Herodes, die probeerde een legitieme Jood te zijn, wilde geen varkensvlees eten, maar hij vermoordde zijn zonen uit vrije wil! Mattheüs’ verslag van Herodes’ afslachting van de baby’s in Bethlehem past goed bij wat we weten over de ambitie, paranoia en wreedheid van de koning (Matt. 2:1-18).
Zat er ook een goede kant aan Herodes?
Herodes was niet alleen maar slecht. Hij presenteerde zich als de beschermer van het jodendom en probeerde de gunst van de joden te winnen.
Hij stimuleerde de ontwikkeling van de synagoge-gemeenschappen en in tijden van rampspoed verleende hij kwijtschelding van belastingen en voorzag hij het volk van gratis graan.
Hij was ook een groot bouwer, een rol die hem de titel “de Grote” opleverde. Zijn grootste project was de herbouw en verfraaiing van de tempel in Jeruzalem, die hij in nog grotere luister herstelde dan in de tijd van Salomo.
Judea bloeide economisch op tijdens het bewind van Herodes. Hij breidde het grondgebied van Israël uit door veroveringen en bouwde vestingwerken om de Romeinse grenzen te verdedigen.
Herodes was een overtuigd hellenist en een bewonderaar van de Romeinse cultuur. Hij bouwde theaters in Griekse stijl, amfitheaters en hippodromes (openluchtstadions voor paarden- en wagenrennen) in het hele land. Dit leverde hem de gunst op van veel joden uit de hogere klasse, maar ook minachting van de meer conservatieve Farizeeërs en het gewone volk.
De Herodianen die in de Evangeliën worden genoemd (Marcus 3:6; 12:13) waren Hellenistische joodse aanhangers van de Herodiaanse dynastie, die een voorkeur hadden voor de stabiliteit en de status quo die het Romeinse gezag met zich meebracht.
De dood van Herodes
Herodes stierf in 4 v. Chr. (vgl. Matt. 2:19), waarschijnlijk aan darmkanker.

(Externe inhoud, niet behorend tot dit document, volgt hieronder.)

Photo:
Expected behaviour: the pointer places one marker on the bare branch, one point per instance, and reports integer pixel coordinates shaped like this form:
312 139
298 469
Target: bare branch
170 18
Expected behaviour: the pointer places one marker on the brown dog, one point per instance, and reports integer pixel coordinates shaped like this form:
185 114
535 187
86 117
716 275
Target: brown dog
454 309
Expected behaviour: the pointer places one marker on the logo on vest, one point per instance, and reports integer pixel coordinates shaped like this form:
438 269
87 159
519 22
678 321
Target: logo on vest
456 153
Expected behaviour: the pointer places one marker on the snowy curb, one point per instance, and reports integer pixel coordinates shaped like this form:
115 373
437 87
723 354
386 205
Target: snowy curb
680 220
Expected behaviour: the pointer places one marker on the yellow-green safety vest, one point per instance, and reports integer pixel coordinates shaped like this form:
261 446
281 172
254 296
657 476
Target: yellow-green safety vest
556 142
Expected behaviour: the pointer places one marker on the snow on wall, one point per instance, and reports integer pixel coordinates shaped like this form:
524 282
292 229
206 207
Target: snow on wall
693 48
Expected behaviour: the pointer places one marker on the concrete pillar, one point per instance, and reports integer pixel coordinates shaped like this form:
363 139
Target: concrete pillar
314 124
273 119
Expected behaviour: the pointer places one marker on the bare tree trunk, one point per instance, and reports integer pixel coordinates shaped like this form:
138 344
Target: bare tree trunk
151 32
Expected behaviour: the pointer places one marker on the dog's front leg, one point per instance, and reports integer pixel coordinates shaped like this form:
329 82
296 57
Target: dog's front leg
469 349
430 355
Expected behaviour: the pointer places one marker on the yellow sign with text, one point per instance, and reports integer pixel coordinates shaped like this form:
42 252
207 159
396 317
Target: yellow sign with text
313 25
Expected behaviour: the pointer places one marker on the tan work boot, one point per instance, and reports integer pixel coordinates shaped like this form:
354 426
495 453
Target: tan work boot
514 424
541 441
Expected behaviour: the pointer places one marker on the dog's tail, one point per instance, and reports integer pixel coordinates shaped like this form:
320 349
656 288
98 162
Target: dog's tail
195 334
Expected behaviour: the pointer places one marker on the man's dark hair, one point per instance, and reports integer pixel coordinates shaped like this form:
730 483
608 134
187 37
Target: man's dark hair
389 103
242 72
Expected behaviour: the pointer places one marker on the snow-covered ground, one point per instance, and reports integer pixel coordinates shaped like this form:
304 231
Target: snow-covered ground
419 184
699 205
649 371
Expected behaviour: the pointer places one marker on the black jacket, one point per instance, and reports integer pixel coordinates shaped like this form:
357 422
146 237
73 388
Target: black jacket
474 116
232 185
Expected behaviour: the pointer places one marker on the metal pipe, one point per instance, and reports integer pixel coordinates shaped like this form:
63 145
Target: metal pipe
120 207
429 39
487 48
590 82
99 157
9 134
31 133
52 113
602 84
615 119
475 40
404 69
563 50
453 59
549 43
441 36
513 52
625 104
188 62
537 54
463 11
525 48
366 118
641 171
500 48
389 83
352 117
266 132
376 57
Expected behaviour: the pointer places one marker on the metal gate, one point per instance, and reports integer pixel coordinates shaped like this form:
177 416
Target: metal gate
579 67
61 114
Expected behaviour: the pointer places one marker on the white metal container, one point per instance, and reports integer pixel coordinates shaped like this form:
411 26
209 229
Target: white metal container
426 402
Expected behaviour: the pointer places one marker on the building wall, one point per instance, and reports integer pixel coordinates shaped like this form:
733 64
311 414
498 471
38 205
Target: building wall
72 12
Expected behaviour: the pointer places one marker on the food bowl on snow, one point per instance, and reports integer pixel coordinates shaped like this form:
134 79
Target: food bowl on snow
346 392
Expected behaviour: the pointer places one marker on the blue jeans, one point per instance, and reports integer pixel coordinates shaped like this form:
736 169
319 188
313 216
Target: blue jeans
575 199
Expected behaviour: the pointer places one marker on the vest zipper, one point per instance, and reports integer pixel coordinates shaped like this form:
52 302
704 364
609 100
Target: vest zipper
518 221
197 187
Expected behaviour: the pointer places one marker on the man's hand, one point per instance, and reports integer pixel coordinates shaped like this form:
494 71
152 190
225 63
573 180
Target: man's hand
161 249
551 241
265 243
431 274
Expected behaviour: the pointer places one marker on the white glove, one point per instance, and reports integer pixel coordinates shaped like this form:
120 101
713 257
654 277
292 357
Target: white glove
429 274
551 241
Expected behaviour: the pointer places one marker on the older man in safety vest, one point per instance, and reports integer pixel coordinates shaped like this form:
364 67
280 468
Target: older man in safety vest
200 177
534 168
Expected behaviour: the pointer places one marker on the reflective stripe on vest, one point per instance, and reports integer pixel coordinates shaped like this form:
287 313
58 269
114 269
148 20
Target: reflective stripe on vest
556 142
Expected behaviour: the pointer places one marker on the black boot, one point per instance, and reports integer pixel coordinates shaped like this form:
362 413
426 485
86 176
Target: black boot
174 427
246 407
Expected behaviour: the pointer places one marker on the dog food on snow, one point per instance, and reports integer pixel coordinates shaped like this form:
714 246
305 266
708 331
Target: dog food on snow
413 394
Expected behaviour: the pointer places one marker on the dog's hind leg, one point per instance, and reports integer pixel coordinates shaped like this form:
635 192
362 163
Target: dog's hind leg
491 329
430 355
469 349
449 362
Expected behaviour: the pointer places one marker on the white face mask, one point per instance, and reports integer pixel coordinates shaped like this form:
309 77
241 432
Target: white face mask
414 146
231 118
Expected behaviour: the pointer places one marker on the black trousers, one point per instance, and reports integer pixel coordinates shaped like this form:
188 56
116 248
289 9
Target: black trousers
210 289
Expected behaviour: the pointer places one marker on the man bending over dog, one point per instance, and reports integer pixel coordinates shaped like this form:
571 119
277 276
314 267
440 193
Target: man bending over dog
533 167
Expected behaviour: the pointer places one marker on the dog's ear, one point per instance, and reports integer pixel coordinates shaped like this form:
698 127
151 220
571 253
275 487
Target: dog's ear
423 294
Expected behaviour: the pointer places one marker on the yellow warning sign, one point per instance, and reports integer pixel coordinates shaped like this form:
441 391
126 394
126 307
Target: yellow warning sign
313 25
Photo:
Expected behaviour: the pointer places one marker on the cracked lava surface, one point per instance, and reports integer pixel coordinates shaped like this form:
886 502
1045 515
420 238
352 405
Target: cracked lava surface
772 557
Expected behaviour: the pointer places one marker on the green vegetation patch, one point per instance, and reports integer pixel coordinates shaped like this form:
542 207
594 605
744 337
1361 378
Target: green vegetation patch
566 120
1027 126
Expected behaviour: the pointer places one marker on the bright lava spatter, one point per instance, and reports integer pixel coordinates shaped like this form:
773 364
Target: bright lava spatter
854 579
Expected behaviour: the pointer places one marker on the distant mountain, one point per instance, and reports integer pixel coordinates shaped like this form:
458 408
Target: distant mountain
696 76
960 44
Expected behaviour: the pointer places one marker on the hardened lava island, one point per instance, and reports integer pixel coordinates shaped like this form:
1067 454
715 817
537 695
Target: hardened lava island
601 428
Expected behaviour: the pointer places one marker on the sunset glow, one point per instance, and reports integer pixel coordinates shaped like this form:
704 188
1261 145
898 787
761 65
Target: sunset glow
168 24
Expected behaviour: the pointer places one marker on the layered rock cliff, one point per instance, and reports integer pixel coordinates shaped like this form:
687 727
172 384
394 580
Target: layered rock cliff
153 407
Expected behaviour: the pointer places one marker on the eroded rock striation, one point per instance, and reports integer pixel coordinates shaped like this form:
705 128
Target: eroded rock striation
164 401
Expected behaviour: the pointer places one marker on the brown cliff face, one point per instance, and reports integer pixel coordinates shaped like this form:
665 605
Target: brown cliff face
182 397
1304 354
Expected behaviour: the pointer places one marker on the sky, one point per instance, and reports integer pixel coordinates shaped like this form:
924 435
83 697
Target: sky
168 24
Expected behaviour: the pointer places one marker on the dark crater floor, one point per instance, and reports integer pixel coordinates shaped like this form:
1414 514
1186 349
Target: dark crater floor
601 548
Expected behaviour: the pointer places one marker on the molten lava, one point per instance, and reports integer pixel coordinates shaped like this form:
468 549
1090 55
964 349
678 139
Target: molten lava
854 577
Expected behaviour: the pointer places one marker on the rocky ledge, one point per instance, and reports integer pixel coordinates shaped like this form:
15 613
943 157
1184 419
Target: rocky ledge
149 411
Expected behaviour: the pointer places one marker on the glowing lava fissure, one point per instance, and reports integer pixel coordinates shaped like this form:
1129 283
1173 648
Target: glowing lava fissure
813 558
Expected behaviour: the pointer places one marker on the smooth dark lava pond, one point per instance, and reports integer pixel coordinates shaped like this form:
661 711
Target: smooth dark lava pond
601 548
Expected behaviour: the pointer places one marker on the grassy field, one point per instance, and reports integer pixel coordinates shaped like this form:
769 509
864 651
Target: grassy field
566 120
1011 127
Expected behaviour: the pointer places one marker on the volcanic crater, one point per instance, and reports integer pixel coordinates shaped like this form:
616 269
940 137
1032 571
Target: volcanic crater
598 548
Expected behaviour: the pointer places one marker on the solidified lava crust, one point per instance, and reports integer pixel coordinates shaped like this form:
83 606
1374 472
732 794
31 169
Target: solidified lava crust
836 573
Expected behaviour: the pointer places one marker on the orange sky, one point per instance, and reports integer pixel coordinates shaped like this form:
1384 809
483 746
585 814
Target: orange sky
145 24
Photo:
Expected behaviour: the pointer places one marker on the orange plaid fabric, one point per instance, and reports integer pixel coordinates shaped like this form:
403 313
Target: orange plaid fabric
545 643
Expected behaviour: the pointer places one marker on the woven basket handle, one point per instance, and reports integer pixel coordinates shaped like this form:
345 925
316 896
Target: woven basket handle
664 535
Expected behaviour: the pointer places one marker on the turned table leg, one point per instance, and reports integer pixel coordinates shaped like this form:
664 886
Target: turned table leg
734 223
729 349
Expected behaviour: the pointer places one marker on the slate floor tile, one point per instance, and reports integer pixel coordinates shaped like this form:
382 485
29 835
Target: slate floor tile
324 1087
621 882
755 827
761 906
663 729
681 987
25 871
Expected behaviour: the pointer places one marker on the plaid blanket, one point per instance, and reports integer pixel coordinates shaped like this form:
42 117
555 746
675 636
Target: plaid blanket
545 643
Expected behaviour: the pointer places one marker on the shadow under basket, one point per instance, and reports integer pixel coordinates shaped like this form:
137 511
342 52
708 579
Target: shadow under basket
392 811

Als laatste daad van wraak op zijn minachtende onderdanen, verzamelde hij vooraanstaande Joden en beval dat zij bij zijn dood zouden worden terechtgesteld. Zijn redenering was dat als er geen rouw was om zijn dood, er tenminste rouw zou zijn om zijn dood! (Bij Herodes’ dood werd het bevel verworpen en werden de gevangenen vrijgelaten.)
Herodes’ zonen
Maar wacht – als Herodes in 4 v. Chr. stierf, wie was dan de Herodes die later in de Evangeliën voorkomt – de Herodes waar Jezus mee omgaat?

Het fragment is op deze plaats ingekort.